The AP4 explosion in New Zealand rallying has created a haves and have nots split at the pointy end of the field.
Although there isn't much separating the new style AP4 car and the older model of cars in the New Zealand Rally Championship, it is expected the advantage of the new cars will grow quickly as drivers and teams get more familiar with them.
Ten new generation cars featured at International Rally of Whangarei a fortnight ago - David Holder (who has now finished his two-rally programme) in the Hyundai New Zealand i20, Andrew Hawkeswood and Rhys Gardner (both Mazda), Holden Barinas driven by Josh Martson and Greg Murphy, Emma Gilmour's Suzuki, a Skoda driven by Glenn Inkster, Carl Davies' Toyota, the Mitsubishi of Brian Green and Dylan Turner in his Audi S1.
Three more cars are under construction with Shannon Chambers to debut another Toyota while Phil Campbell and Brian Stokes will unleash Ford Fiestas during the season.
The four wheel drive turbo-powered cars look and sound like those in the World Rally Championship and are helping bring spectators back to the sport.
The problem, however, is that many drivers in the championship don't have access to one of these cars and shortly it will have a major impact on success.
Some of the most talented young drivers such as reigning series champ Holder, Matt Summerfield, Sloan Cox, Ben Hunt, Darren Galbraith, Job Quantock and current championship leader Graham Featherstone have no plans to move to an AP4 car and would struggle to find the necessary budget.
The cars, while cheap by WRC comparison, are still worth in the vicinity of $250,000-$300,000 and then there is the cost to run them.
For someone like 25-year-old Summerfield, who won the New Zealand Rally Championship event in Whangarei, it is just not an option.
"We couldn't afford the cost of building one like a lot of the younger guys in the top level - we simply don't have the funds to go down that road," Summerfield said.
"I would love someone to give me a call and say they are going to build a car but there are a few of us young guys hoping for that at the moment."
Summerfield's best chance is that a manufacturer or owner decides to build an AP4 car and then looks to find a talented driver to pedal it.
"It is one of those things that it could turn up tomorrow," Summerfield said. "It is an unknown. There is a lot of talk about the cars and a lot of talk about people putting cars together."

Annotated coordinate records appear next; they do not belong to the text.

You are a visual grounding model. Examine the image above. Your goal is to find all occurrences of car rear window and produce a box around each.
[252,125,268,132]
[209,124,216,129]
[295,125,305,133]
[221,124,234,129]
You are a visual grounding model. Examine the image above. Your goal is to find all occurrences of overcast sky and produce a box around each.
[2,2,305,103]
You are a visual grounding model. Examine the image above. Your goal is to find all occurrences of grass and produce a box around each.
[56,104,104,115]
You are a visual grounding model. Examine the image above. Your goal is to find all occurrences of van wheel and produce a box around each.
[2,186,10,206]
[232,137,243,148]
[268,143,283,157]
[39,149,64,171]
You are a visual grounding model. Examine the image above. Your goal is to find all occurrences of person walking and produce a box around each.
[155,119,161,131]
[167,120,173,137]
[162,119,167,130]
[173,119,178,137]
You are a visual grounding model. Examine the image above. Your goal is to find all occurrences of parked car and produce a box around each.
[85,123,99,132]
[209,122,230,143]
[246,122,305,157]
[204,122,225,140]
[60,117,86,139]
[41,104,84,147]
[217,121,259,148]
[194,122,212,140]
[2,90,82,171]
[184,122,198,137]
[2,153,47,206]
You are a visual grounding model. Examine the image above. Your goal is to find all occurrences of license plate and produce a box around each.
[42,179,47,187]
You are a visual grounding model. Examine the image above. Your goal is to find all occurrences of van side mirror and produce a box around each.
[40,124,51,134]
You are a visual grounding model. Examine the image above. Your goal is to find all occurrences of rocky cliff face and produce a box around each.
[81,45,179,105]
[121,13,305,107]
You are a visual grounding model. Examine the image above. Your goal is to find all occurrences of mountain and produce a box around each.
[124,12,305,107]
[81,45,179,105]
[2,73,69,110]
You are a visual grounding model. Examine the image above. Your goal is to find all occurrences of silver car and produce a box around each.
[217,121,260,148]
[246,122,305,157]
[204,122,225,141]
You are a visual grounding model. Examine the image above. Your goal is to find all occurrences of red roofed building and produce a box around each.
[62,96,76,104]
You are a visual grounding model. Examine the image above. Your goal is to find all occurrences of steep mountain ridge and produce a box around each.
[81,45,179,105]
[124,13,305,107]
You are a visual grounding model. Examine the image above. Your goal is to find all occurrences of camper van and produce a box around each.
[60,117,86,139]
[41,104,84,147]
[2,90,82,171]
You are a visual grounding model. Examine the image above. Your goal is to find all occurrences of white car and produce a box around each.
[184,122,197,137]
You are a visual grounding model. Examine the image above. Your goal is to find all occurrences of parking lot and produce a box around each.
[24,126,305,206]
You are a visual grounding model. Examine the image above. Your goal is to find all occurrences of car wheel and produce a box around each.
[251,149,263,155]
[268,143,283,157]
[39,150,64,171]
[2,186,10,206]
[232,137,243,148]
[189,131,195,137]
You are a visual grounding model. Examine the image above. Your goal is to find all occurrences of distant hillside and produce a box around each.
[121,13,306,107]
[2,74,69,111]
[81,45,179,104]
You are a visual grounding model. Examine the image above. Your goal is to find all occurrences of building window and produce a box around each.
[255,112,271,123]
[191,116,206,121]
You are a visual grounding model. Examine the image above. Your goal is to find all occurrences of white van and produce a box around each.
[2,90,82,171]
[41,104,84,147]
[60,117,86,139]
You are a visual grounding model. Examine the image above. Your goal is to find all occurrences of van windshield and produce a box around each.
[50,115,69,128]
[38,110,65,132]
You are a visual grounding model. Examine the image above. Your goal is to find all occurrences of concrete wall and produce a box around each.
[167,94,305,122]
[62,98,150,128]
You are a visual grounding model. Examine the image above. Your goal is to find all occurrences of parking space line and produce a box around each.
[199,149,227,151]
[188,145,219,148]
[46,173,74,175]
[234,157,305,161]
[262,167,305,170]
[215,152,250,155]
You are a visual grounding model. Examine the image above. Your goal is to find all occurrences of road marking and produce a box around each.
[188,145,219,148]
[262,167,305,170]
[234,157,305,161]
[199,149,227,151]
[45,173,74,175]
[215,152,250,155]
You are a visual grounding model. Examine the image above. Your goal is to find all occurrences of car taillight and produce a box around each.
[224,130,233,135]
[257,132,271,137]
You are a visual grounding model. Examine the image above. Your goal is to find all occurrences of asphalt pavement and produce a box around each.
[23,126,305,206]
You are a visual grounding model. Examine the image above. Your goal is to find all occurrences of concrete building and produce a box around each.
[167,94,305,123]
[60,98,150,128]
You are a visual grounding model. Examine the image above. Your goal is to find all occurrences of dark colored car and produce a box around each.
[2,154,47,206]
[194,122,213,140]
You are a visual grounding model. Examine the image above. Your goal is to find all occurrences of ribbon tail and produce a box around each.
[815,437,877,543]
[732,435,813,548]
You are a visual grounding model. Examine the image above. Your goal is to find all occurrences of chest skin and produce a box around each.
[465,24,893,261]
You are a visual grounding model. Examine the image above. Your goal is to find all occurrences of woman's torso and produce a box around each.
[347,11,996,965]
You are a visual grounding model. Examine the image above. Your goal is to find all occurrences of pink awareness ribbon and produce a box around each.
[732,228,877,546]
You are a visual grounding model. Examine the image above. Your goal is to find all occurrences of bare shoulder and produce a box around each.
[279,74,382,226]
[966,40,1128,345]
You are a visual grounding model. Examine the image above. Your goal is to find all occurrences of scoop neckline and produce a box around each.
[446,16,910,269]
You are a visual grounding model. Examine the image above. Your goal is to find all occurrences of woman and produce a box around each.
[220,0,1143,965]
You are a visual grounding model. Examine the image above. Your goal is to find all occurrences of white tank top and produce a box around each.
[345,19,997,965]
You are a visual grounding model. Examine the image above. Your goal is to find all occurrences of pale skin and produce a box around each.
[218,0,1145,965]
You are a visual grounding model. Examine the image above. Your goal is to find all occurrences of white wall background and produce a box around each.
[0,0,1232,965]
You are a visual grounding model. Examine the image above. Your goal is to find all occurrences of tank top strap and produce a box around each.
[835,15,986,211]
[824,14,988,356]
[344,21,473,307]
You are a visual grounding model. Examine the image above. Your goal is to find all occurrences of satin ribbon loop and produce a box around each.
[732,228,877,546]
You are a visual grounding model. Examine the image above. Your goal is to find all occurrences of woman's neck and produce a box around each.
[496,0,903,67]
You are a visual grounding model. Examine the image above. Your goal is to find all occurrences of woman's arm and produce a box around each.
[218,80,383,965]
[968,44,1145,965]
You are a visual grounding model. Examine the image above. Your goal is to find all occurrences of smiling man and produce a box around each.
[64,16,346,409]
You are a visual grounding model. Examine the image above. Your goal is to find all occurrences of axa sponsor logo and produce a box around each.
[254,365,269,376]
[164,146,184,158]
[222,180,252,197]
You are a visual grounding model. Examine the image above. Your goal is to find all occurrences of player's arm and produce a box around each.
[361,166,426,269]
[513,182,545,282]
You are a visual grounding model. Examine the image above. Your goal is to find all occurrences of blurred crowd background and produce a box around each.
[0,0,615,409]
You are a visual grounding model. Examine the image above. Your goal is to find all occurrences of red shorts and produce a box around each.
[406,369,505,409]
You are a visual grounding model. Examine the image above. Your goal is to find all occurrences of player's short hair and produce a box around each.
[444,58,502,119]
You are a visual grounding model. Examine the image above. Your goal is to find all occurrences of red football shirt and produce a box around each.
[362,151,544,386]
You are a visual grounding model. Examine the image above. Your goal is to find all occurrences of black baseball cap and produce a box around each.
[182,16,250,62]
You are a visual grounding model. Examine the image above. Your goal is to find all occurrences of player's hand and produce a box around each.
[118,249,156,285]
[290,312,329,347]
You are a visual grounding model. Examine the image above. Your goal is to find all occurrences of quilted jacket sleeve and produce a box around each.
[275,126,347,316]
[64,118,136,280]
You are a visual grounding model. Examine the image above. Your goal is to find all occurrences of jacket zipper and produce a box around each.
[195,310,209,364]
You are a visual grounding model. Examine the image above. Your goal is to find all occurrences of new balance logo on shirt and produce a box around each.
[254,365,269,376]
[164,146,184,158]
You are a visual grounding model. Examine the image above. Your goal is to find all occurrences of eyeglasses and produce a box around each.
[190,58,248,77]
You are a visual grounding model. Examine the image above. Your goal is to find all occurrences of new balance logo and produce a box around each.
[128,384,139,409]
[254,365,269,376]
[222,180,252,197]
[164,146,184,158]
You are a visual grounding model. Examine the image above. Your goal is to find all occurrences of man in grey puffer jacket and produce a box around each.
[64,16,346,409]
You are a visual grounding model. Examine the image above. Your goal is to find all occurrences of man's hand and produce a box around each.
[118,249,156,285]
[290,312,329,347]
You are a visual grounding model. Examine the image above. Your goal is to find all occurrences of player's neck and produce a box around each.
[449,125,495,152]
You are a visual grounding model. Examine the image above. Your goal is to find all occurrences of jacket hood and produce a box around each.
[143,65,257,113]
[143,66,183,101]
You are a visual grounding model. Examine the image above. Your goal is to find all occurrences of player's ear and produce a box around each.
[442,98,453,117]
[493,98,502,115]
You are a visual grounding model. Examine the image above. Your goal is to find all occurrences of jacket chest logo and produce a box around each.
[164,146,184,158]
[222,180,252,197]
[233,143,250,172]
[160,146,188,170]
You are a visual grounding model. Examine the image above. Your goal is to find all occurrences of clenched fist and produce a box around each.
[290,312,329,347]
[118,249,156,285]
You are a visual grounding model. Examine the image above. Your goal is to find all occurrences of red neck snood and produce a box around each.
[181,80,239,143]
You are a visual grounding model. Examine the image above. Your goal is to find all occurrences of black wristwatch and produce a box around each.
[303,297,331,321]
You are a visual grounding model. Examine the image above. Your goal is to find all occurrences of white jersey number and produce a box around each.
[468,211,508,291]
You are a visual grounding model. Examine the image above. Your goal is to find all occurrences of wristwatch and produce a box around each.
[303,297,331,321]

Only the Hyundai New Zealand i20 has been built by a manufacturer and that has been done in conjunction with WRC star Hayden Paddon's own team Paddon RallySport.
The other AP4 cars have been built by drivers who have managed to assemble the funds required.
Summerfield thinks there are other manufacturers who will see the success of the category and the presence of rival brands and feel the need to join in as well. "I think it's coming," he said.
"I'm not sure if it is going to be this year but I think with the profile of rallying in New Zealand gaining so much momentum that will come. The AP4 car - the market of the car and the shape and size of the car - is what is getting sold most commonly in New Zealand these days so that is a big plus going forward in trying to entice these manufacturers into putting major support into rallying."
Hunt, the 2015 champion, chose to go down a different route to the AP4 cars.
He bucked the trend and opted for a new Subaru WRX STi last year. The next round of the championship is the Lone Star Canterbury Rally over Queen's Birthday Weekend.